Curcumin supplementation could improve diabetes-induced endothelial dysfunction associated with decreased vascular superoxide production and PKC inhibition.

Abstract Source:

BMC Complement Altern Med. 2010;10:57. Epub 2010 Oct 14. PMID: 20946622

Abstract Author(s):

Sirada Rungseesantivanon, Naris Thenchaisri, Preecha Ruangvejvorachai, Suthiluk Patumraj

Article Affiliation:

Inter-Department of Physiology, Graduate School, Chulalongkorn University, Bangkok 10330, Thailand.

Abstract:

BACKGROUND: Curcumin, an Asian spice and food-coloring agent, is known for its anti-oxidant properties. We propose that curcumin can improve diabetes-induced endothelial dysfunction through superoxide reduction.
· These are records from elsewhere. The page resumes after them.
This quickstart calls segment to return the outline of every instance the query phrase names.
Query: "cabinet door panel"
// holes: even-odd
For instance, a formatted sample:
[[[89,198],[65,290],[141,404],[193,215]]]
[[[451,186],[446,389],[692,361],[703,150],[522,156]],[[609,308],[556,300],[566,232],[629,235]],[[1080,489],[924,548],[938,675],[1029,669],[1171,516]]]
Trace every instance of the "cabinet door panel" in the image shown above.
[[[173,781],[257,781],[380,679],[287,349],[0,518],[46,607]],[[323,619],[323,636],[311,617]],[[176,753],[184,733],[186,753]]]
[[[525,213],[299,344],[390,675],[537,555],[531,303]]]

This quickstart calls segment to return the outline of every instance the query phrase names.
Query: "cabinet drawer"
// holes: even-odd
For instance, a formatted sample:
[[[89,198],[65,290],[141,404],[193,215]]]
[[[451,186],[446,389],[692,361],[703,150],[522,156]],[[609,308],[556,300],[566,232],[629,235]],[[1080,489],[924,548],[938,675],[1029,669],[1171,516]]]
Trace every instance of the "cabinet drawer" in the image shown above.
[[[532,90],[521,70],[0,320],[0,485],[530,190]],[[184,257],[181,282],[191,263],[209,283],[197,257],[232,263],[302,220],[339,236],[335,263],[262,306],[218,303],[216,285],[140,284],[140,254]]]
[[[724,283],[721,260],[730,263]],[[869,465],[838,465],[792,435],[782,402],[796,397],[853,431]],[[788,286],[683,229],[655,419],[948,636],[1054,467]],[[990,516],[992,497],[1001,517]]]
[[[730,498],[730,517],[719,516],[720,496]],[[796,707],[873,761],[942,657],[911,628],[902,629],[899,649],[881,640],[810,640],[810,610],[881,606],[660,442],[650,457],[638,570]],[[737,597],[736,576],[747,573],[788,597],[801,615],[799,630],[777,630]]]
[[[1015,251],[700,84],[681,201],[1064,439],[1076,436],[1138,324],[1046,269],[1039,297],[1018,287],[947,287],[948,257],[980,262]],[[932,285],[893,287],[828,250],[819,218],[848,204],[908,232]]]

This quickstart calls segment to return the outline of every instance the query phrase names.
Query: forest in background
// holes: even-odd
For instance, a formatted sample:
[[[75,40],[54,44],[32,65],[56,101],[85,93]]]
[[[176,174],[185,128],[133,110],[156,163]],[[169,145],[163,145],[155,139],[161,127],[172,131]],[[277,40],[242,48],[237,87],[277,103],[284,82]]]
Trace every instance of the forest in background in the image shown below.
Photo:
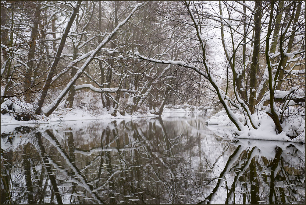
[[[305,31],[302,1],[2,1],[1,112],[212,108],[304,139]]]

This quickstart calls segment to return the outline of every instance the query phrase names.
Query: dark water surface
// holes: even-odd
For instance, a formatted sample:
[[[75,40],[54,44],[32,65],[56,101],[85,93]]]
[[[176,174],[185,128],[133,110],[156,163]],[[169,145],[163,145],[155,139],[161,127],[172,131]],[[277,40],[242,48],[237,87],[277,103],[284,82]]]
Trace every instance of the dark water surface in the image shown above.
[[[1,126],[1,203],[305,203],[304,145],[237,141],[204,122]]]

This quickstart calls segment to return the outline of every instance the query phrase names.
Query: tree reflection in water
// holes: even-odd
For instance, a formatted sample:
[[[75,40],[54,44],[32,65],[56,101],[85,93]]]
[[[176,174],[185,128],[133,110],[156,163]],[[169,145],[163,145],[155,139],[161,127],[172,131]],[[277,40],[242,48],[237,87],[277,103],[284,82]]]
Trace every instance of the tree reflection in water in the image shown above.
[[[235,141],[204,122],[2,126],[1,203],[305,203],[304,145]]]

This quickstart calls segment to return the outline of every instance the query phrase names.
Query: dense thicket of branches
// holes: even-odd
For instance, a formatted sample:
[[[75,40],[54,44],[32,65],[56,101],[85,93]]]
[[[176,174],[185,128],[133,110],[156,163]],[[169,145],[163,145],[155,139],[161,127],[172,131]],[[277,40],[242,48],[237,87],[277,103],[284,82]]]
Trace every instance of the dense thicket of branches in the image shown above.
[[[278,133],[299,122],[294,137],[305,12],[295,1],[1,1],[1,112],[18,102],[48,116],[90,90],[115,116],[218,102],[239,131],[267,115]]]

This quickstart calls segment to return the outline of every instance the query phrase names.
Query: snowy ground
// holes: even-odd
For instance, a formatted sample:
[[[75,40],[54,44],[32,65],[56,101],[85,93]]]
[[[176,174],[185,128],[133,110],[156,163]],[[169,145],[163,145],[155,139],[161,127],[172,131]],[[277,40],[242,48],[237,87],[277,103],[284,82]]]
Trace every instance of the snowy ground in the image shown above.
[[[2,127],[2,130],[11,130],[14,128],[21,125],[27,125],[31,126],[37,126],[40,124],[49,123],[53,122],[58,122],[64,121],[74,120],[85,120],[96,119],[114,119],[128,118],[136,118],[141,117],[155,117],[157,115],[150,113],[149,111],[144,114],[135,113],[135,114],[131,115],[128,114],[122,115],[118,114],[117,116],[114,117],[106,112],[100,112],[99,114],[93,113],[89,112],[87,109],[80,108],[67,110],[62,110],[60,112],[51,115],[48,117],[44,116],[38,120],[32,120],[29,121],[20,121],[15,120],[14,117],[10,116],[8,114],[1,114],[1,126],[2,127],[5,126],[5,127]],[[64,112],[65,111],[65,112]],[[67,112],[68,111],[68,112]],[[187,116],[189,111],[185,109],[170,109],[165,108],[163,115],[163,117],[173,117],[174,116]],[[231,122],[226,113],[224,112],[218,112],[215,115],[210,117],[206,123],[209,125],[209,128],[215,130],[216,134],[218,135],[227,135],[233,136],[237,138],[247,139],[258,139],[266,140],[273,140],[293,142],[305,143],[305,120],[300,124],[298,129],[304,129],[304,132],[302,134],[296,138],[291,139],[287,136],[287,134],[290,131],[289,127],[288,130],[285,130],[282,133],[276,134],[275,131],[275,127],[273,121],[268,117],[263,118],[261,119],[261,125],[257,130],[251,128],[249,130],[246,130],[241,131],[235,130],[235,128],[233,123]],[[203,112],[197,112],[195,113],[196,117],[203,117],[204,115]],[[214,125],[212,126],[211,125]],[[233,133],[236,133],[238,136],[235,136]]]

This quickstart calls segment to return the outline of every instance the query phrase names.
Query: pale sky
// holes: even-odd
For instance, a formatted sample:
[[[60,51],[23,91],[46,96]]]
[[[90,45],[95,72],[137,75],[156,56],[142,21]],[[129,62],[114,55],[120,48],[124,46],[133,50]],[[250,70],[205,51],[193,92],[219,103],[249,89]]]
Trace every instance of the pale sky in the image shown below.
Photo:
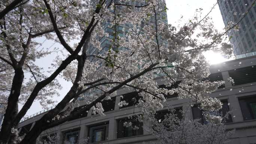
[[[188,21],[190,19],[193,17],[196,9],[202,8],[203,15],[204,15],[209,12],[210,9],[216,3],[217,0],[166,0],[166,4],[168,10],[167,10],[167,18],[168,22],[174,26],[177,26],[180,20],[181,15],[183,16],[182,22],[186,22]],[[212,17],[213,20],[216,25],[216,28],[222,30],[224,27],[224,24],[220,14],[219,6],[217,4],[210,13],[209,16]],[[43,40],[42,40],[43,41]],[[47,48],[52,45],[53,43],[51,41],[46,41],[42,47]],[[61,46],[59,44],[55,44],[52,47]],[[36,63],[39,64],[40,66],[45,68],[46,71],[48,67],[51,67],[51,64],[54,60],[54,57],[58,55],[61,54],[60,53],[55,53],[51,55],[36,61]],[[225,59],[217,54],[213,53],[212,52],[207,53],[205,55],[208,57],[209,60],[215,62],[219,63],[225,61]],[[219,61],[216,61],[216,58]],[[63,79],[58,77],[58,80],[61,84],[63,88],[59,92],[60,96],[55,97],[56,101],[59,102],[62,98],[67,94],[71,86],[71,83],[67,82]],[[49,106],[50,107],[51,106]],[[19,107],[21,108],[21,105]],[[41,105],[38,102],[34,102],[26,114],[27,116],[30,116],[42,110]]]

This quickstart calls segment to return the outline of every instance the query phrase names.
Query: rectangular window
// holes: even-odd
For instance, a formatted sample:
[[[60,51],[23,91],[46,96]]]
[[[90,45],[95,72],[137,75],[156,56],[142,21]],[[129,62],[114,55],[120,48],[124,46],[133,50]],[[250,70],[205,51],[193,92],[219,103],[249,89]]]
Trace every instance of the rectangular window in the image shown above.
[[[126,127],[124,126],[125,122],[131,123],[132,127]],[[138,129],[135,129],[135,126],[138,128]],[[135,136],[143,135],[143,122],[139,122],[135,119],[124,119],[118,120],[117,138],[122,138],[126,137]]]
[[[193,119],[199,119],[198,122],[201,123],[207,123],[206,120],[203,115],[203,111],[198,107],[198,105],[195,105],[192,107],[192,113]]]
[[[211,74],[206,78],[206,80],[209,80],[211,82],[217,82],[218,81],[223,80],[222,75],[221,73],[217,73]],[[218,89],[220,89],[225,88],[225,85],[224,84],[218,87]]]
[[[235,7],[235,10],[237,11],[237,15],[238,16],[238,18],[240,18],[240,17],[241,16],[241,15],[240,14],[240,12],[239,11],[239,9],[238,9],[238,7],[237,6]]]
[[[221,116],[224,117],[226,116],[227,113],[229,111],[229,107],[228,100],[222,100],[221,102],[222,103],[222,108],[219,111],[219,113],[221,114]],[[231,114],[229,114],[227,117],[225,117],[223,120],[225,123],[232,123],[232,117]]]
[[[58,141],[56,134],[52,134],[42,137],[41,143],[42,144],[57,144],[58,143],[59,141]]]
[[[256,65],[230,70],[228,73],[234,80],[233,86],[256,82]]]
[[[253,30],[252,28],[251,28],[250,30],[249,30],[249,31],[251,34],[251,36],[252,36],[252,37],[253,39],[253,41],[254,41],[254,42],[256,42],[256,36],[255,33],[255,32],[254,30]]]
[[[30,123],[28,125],[23,126],[21,128],[21,130],[19,134],[19,135],[20,136],[23,135],[27,134],[30,130],[31,126],[32,126],[32,123]]]
[[[239,4],[239,6],[240,6],[240,9],[241,10],[241,11],[243,13],[244,13],[244,7],[243,6],[243,4],[242,3],[242,1],[241,1],[241,0],[239,1],[239,2],[238,3],[238,4]]]
[[[249,3],[248,3],[248,1],[247,0],[244,0],[244,3],[246,7],[249,6]]]
[[[89,126],[89,143],[107,140],[108,139],[109,122],[98,123]]]
[[[247,45],[246,45],[246,42],[244,39],[242,39],[242,42],[243,42],[243,45],[244,45],[244,49],[246,50],[246,52],[247,52],[248,50],[248,48],[247,47]]]
[[[244,17],[244,19],[245,20],[246,24],[247,25],[247,27],[250,26],[250,20],[249,20],[249,19],[248,18],[248,15],[246,15]]]
[[[250,16],[250,18],[251,18],[251,19],[252,19],[252,21],[254,21],[254,19],[255,19],[255,18],[254,17],[254,16],[253,16],[253,12],[252,10],[250,10],[249,11],[249,16]]]
[[[181,81],[176,82],[175,83],[174,83],[171,86],[167,87],[164,85],[160,85],[159,86],[158,86],[159,87],[159,88],[164,88],[165,89],[167,89],[168,90],[171,90],[173,89],[178,88],[178,85],[180,83],[180,82],[181,82]],[[167,95],[166,95],[164,94],[164,97],[165,98],[169,98],[176,96],[178,96],[178,94],[177,93],[175,93],[173,94],[172,95],[167,94]]]
[[[85,107],[86,106],[86,105],[85,105],[80,106],[79,107],[76,107],[74,108],[74,110],[72,111],[71,111],[71,113],[70,113],[73,114],[74,113],[76,112],[76,111],[79,111],[81,109],[83,108],[84,107]],[[79,114],[79,116],[76,116],[76,117],[73,117],[70,120],[73,120],[74,119],[80,118],[82,117],[86,117],[86,116],[87,116],[88,112],[88,111],[83,111],[80,114]]]
[[[232,122],[232,118],[231,115],[229,114],[227,117],[225,117],[226,114],[229,111],[229,107],[228,102],[227,100],[222,100],[222,108],[217,111],[211,112],[211,114],[217,116],[220,116],[224,117],[223,120],[223,122],[231,123]],[[194,119],[199,119],[199,122],[201,123],[207,124],[208,122],[204,116],[203,113],[203,111],[200,110],[198,108],[199,104],[195,105],[192,107],[192,113],[193,117]]]
[[[241,21],[240,22],[241,23],[241,26],[242,27],[242,28],[243,28],[243,30],[244,31],[245,31],[246,30],[246,29],[245,24],[244,24],[244,21]]]
[[[176,115],[176,116],[180,119],[182,119],[182,113],[181,111],[182,110],[182,107],[176,107],[174,109],[174,114]],[[156,113],[155,117],[158,120],[159,122],[160,122],[162,121],[162,120],[164,119],[164,116],[166,115],[166,114],[170,113],[171,111],[168,111],[168,110],[158,111]]]
[[[137,92],[125,94],[123,95],[123,98],[121,98],[121,101],[125,101],[128,103],[128,105],[123,106],[122,108],[135,106],[138,102],[139,100],[142,98],[141,96],[138,95],[138,93]]]
[[[256,119],[256,95],[239,99],[244,120]]]
[[[77,144],[78,143],[78,135],[80,129],[68,131],[64,132],[64,142],[68,142],[69,144]]]

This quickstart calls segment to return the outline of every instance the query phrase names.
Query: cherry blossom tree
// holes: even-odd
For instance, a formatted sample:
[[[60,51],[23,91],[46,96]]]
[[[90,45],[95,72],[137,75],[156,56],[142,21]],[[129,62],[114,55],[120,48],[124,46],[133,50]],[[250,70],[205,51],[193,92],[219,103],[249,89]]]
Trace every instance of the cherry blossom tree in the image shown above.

METHODS: Diabetes (DM) was induced in rats by streptozotocin (STZ). Daily curcumin oral feeding was started six weeks after the STZ injection. Twelve weeks after STZ injection, mesenteric arteriolar responses were recorded in real time using intravital fluorescence videomicroscopy. Superoxide and vascular protein kinase C (PKC-βII) were examined by hydroethidine and immunofluorescence, respectively.

RESULTS: The dilatory response to acetylcholine (ACh) significantly decreased in DM arterioles as compared to control arterioles. There was no difference among groups when sodium nitroprusside (SNP) was used. ACh responses were significantly improved by both low and high doses (30 and 300 mg/kg, respectively) of curcumin supplementation. An oxygen radical-sensitive fluorescent probe, hydroethidine, was used to detect intracellular superoxide anion (O2●-) production. O2●- production was markedly increased in DM arterioles, but it was significantly reduced by supplementation of either low or high doses of curcumin. In addition, with a high dose of curcumin, diabetes-induced vascular PKC-βII expression was diminished.

CONCLUSION: Therefore, it is suggested that curcumin supplementation could improve diabetes-induced endothelial dysfunction significantly in relation to its potential to decrease superoxide production and PKC inhibition.